Grecia, Baleari. Ma anche mete lontanissime come Thailandia o Giappone.
Nel periodo in cui la gente sta tornando dalle vacanze con la voglia di raccontarle, continuo a sentir nominare queste destinazioni. Che confermano quanto noi italiani snobbiamo la bellissima Italia.
Certo, le ferie estive sono lunghe, quindi perfette per andare a visitare il mondo. Eppure, anno dopo anno continua a stupirmi la poca curiosità nei confronti del Belpaese. Tant’è che conosco persone che hanno girato l’intero Pianeta ma, magari, non sono mai andate in Basilicata.
Attenzione: anch’io amo viaggiare e non mi azzardo a criticare nessuno. Semplicemente, mi chiedo come mai le nostre regioni, che attirano orde di turisti stranieri, siano da noi così poco considerate.
Ve ne parlo perché su Confidenze in edicola adesso c’è un articolo, Alla scoperta dell’Italia selvaggia, che segnala spettacolari percorsi sulla costa o in alta quota lungo tutto lo Stivale.
Già il fatto che gli itinerari siano siano distribuiti tra il mare e i monti è la prova che il nostro Paese è capace di assecondare tutti i gusti. Se a questo aggiungiamo che propone anche una cucina da leccarsi i baffi, ecco spiegato il motivo per cui molto spesso preferisco spostarmi dal Trentino alla Calabria (isole comprese) piuttosto che avventurarmi oltre confine.
Sì, insomma, sarò un tipo terra-terra. Ma se sono stata più o meno in tutta Italia e ho intenzione di proseguire con le mie visite è perché ovunque si va si mangia da dio.
In realtà, succede anche altrove. Però, volete mettere la Francia? I suoi manicaretti sono una goduria. Ma all’ennesimo piatto annegato in qualche salsina comincio a sognare un bel riso in bianco.
Lo stesso succede negli Stati Uniti, la patria degli hamburger e le T-bone di cui vado matta. Eppure, anche lì (troppo in fretta) arriva il momento in cui mi viene voglia di diventare vegetariana.
Passiamo, allora, all’Oriente. Dove le spezie danno lo stesso sapore a tutti i cibi, che si differenziano solo per la consistenza: l’unico indizio che rivela se stai masticando carne o verdura.
In Italia, invece, stancarsi della cucina è impossibile. E la varietà delle nostre ricette mette a tacere quegli stranieri spiritosoni che, insieme alla mafia e al mandolino, amano associarci agli spaghetti. Senza sapere di cosa parlano.

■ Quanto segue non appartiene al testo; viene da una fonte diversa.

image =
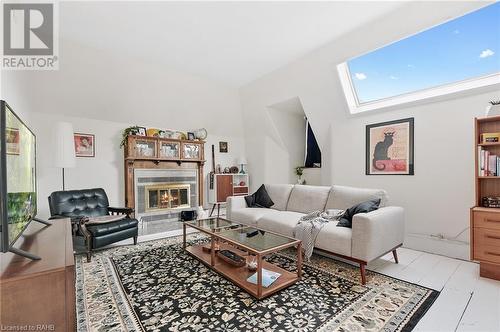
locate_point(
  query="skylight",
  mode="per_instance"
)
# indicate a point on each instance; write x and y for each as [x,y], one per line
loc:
[458,51]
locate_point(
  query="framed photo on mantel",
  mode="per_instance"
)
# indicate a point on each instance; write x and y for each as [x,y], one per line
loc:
[389,148]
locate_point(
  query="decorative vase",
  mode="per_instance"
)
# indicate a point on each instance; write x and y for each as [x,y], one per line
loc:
[492,110]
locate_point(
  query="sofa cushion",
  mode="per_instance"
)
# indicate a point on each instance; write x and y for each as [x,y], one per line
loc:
[365,207]
[335,239]
[249,216]
[282,222]
[260,198]
[112,227]
[279,193]
[307,199]
[343,197]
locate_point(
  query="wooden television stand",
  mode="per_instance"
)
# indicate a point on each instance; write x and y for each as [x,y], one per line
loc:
[40,292]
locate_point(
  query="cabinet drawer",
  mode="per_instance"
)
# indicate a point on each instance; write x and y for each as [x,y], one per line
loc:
[487,220]
[486,237]
[487,253]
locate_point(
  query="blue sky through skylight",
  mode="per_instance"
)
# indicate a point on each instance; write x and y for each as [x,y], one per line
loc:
[464,48]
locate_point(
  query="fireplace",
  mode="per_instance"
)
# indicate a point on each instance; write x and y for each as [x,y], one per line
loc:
[167,196]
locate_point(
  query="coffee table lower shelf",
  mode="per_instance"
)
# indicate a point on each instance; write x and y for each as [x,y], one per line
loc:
[239,275]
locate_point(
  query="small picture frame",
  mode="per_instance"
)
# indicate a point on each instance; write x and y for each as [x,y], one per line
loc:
[12,140]
[223,147]
[141,131]
[84,145]
[389,148]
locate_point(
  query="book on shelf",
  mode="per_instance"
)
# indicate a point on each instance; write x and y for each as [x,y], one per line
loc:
[488,163]
[268,277]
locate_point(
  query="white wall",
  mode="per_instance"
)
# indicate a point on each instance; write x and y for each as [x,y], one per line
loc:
[106,168]
[438,196]
[101,94]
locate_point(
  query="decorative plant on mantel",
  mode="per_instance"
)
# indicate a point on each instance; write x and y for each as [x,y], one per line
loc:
[494,108]
[127,132]
[299,170]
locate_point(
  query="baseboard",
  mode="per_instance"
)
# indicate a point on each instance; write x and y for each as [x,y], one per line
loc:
[453,249]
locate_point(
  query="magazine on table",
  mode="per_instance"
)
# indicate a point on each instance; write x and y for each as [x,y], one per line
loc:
[268,277]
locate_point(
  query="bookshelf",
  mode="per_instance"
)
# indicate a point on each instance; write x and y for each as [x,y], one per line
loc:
[485,221]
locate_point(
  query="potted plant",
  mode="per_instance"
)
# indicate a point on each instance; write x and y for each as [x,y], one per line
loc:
[127,132]
[299,170]
[494,108]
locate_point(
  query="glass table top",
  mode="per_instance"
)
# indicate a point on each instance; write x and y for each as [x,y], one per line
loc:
[256,239]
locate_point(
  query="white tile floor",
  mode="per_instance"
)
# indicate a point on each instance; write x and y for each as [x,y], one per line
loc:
[467,302]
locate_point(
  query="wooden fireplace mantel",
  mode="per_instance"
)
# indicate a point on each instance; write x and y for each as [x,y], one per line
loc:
[144,152]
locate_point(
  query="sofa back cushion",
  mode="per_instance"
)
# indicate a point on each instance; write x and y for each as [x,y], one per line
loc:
[343,197]
[307,199]
[76,203]
[279,193]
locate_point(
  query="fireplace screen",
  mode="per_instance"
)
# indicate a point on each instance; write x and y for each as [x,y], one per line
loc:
[167,196]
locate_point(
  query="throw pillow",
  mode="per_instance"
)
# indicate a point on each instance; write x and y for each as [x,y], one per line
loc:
[260,198]
[365,207]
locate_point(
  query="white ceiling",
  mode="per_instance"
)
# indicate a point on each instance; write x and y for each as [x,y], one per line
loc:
[231,42]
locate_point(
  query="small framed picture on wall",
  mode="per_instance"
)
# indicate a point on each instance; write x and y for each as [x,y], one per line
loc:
[389,148]
[223,147]
[141,131]
[12,141]
[84,145]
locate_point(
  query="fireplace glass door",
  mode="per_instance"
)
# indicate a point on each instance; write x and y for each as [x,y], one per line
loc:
[168,196]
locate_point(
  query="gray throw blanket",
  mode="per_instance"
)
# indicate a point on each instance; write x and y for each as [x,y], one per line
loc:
[310,225]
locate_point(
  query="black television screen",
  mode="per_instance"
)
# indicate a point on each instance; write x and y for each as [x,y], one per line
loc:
[18,176]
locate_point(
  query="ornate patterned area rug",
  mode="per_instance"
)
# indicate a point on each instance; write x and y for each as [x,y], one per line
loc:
[156,286]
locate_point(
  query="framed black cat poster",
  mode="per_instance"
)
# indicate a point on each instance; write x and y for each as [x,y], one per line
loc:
[389,148]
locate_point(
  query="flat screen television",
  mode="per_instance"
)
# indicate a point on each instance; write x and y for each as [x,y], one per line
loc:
[17,178]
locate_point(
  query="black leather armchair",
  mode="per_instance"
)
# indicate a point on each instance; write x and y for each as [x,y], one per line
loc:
[79,204]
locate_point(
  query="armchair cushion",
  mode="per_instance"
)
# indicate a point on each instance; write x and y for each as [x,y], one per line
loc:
[365,207]
[75,203]
[121,210]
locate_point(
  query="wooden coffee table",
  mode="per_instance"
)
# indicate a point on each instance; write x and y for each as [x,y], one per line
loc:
[225,234]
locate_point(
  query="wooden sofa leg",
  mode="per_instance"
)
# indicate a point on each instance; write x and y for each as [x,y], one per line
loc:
[362,267]
[395,254]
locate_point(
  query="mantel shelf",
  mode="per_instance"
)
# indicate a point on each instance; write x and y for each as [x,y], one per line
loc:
[163,159]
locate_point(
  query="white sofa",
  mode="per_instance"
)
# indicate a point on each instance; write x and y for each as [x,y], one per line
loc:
[372,235]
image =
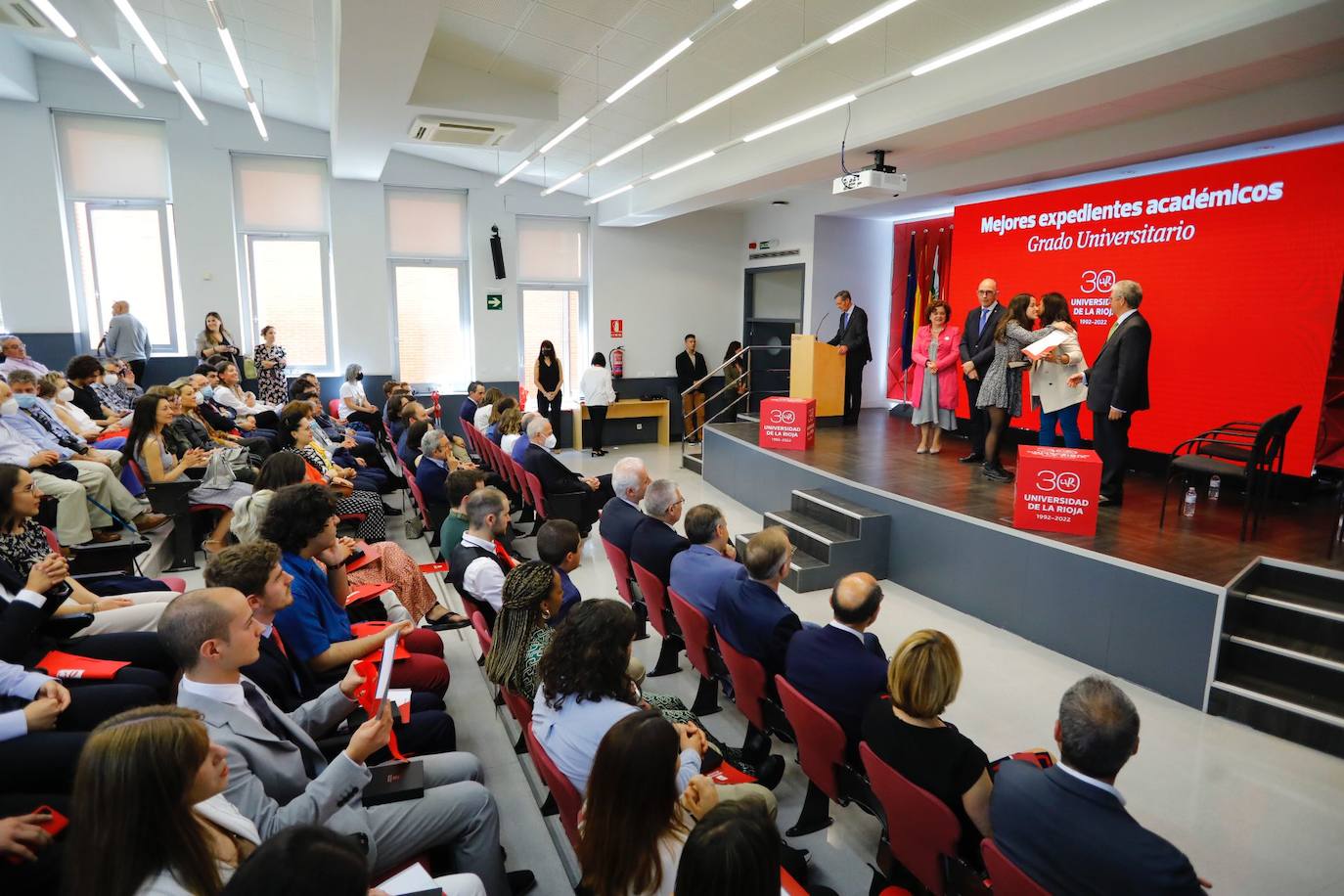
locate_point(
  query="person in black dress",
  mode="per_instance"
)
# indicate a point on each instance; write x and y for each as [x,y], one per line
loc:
[905,731]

I poveretti, infatti, ignorano che da noi esistono circa 300 formati di pasta. Di grano, all’uovo o ripiena. Tutta pronta per essere condita con la carne (in primis, con il ragù alla bolognese). Le verdure (spaziando dalle melanzane siciliane al pesto ligure, alle cime di rapa pugliesi). Ogni genere di pesce (tra i quali vongole, cozze e ricci di mare). Il formaggio (e qui l’applausone va al cacio e pepe romano).
Non solo. Vorrei ricordare che nel Belpaese tanta scelta viene proposta in posti da favola. Per esempio, i pansoti alla salsa di noci nella piazzetta di Portofino. Mentre la mozzarella in foglia di limone sulla costiera Amalfitana.

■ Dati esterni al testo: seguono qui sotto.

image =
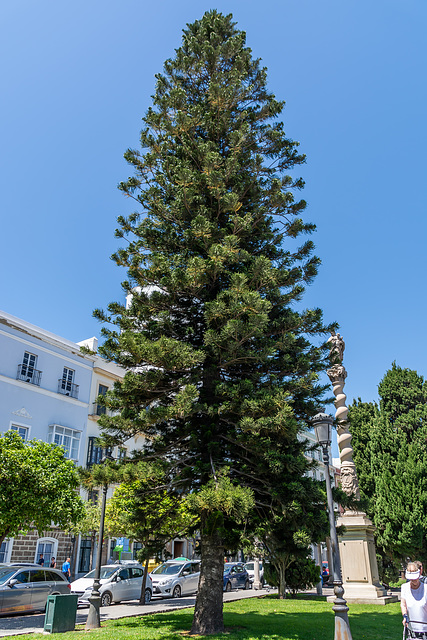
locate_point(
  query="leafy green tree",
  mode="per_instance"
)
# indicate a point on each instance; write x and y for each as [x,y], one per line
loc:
[142,511]
[390,447]
[38,486]
[221,361]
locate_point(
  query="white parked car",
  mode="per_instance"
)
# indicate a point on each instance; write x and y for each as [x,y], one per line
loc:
[250,568]
[118,582]
[176,578]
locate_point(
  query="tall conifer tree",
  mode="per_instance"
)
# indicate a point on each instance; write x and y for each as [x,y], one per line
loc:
[390,451]
[223,366]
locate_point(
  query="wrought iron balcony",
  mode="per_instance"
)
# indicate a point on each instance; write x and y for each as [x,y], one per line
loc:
[28,374]
[98,409]
[68,388]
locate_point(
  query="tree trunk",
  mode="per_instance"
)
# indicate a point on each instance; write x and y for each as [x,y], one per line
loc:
[282,580]
[208,617]
[3,536]
[92,549]
[144,582]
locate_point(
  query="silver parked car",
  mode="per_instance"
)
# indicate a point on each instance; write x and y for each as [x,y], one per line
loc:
[118,582]
[176,578]
[26,588]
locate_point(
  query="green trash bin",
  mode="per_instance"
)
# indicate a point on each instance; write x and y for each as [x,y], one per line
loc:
[61,613]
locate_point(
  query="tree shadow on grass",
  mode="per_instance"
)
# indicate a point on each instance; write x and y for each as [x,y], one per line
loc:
[372,624]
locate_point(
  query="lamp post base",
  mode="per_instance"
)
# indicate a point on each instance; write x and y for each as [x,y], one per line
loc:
[342,626]
[93,617]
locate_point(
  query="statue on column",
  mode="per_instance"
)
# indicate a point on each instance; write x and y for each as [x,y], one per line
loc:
[357,545]
[337,375]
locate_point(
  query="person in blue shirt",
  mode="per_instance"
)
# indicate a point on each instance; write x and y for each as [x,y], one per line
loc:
[66,569]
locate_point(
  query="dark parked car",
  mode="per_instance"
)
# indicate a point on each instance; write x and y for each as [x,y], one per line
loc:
[26,588]
[235,576]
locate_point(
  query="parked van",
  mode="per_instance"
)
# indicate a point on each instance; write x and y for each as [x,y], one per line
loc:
[118,582]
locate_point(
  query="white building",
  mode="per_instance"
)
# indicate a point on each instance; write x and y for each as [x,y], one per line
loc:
[48,390]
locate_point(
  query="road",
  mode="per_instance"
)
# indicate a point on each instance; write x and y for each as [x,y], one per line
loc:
[30,623]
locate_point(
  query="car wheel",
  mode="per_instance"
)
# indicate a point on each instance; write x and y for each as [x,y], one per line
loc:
[176,593]
[106,599]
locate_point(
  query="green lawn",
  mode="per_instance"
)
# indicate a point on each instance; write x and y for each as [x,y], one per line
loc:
[265,618]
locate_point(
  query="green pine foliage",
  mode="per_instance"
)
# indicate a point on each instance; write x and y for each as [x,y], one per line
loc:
[390,452]
[223,366]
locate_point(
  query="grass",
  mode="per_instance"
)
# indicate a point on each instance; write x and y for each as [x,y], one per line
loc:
[265,618]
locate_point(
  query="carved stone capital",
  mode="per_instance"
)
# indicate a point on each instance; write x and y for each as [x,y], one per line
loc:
[349,482]
[337,373]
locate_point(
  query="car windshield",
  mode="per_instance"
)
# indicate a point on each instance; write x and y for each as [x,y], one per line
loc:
[167,569]
[106,572]
[6,573]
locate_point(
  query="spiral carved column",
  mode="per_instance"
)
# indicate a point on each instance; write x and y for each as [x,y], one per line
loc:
[349,483]
[356,545]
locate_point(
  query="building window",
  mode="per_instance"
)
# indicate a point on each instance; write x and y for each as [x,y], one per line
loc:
[46,548]
[93,496]
[137,546]
[20,430]
[99,408]
[95,453]
[85,551]
[27,369]
[121,453]
[67,438]
[66,384]
[6,550]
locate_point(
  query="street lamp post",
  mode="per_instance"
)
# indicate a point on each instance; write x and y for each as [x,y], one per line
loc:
[322,424]
[93,618]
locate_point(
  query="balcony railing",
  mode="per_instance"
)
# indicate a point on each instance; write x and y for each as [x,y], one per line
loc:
[68,388]
[98,409]
[28,374]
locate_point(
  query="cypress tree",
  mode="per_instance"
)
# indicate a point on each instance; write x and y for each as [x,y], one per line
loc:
[222,363]
[390,451]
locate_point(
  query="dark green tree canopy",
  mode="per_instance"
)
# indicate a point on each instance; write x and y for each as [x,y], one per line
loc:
[223,365]
[390,452]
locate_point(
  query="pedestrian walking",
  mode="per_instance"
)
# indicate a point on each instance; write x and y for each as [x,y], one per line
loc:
[420,567]
[66,569]
[413,602]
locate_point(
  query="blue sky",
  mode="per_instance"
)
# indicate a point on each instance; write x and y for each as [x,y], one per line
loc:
[77,78]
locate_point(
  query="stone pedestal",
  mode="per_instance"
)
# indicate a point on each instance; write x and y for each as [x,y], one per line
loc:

L’elenco che mette d’accordo il piacere del palato e il gaudio dello sguardo può continuare all’infinito. Con i pici all’aglione trangugiati sulle colline fiorentine. I bucatini all’amatriciana mangiati ad Anagni. Gli spaghetti alla Maratea, appunto a Maratea. I fusilli con la nduja a Tropea. Le lasagne con il pesto di cavolo nero e gamberi a Gallipoli. Le busiate alla trapanese nella Riserva dello Zingaro. I malloreddus alla campidanese sulle paradisiache spiagge della Sardegna.
Lo so, anche feta, paella, pad-thai e sushi non sono male. Ma sempre gli stessi a Santorini e Mykonos. A Ibiza come a Barcellona. A Bangkok e a Pukhet. A Tokyo e a Kyoto. Una monotonia allucinante, che voglio commentare alla Sandra Mondaini: «Che noia che barba, che barba che noia»!!!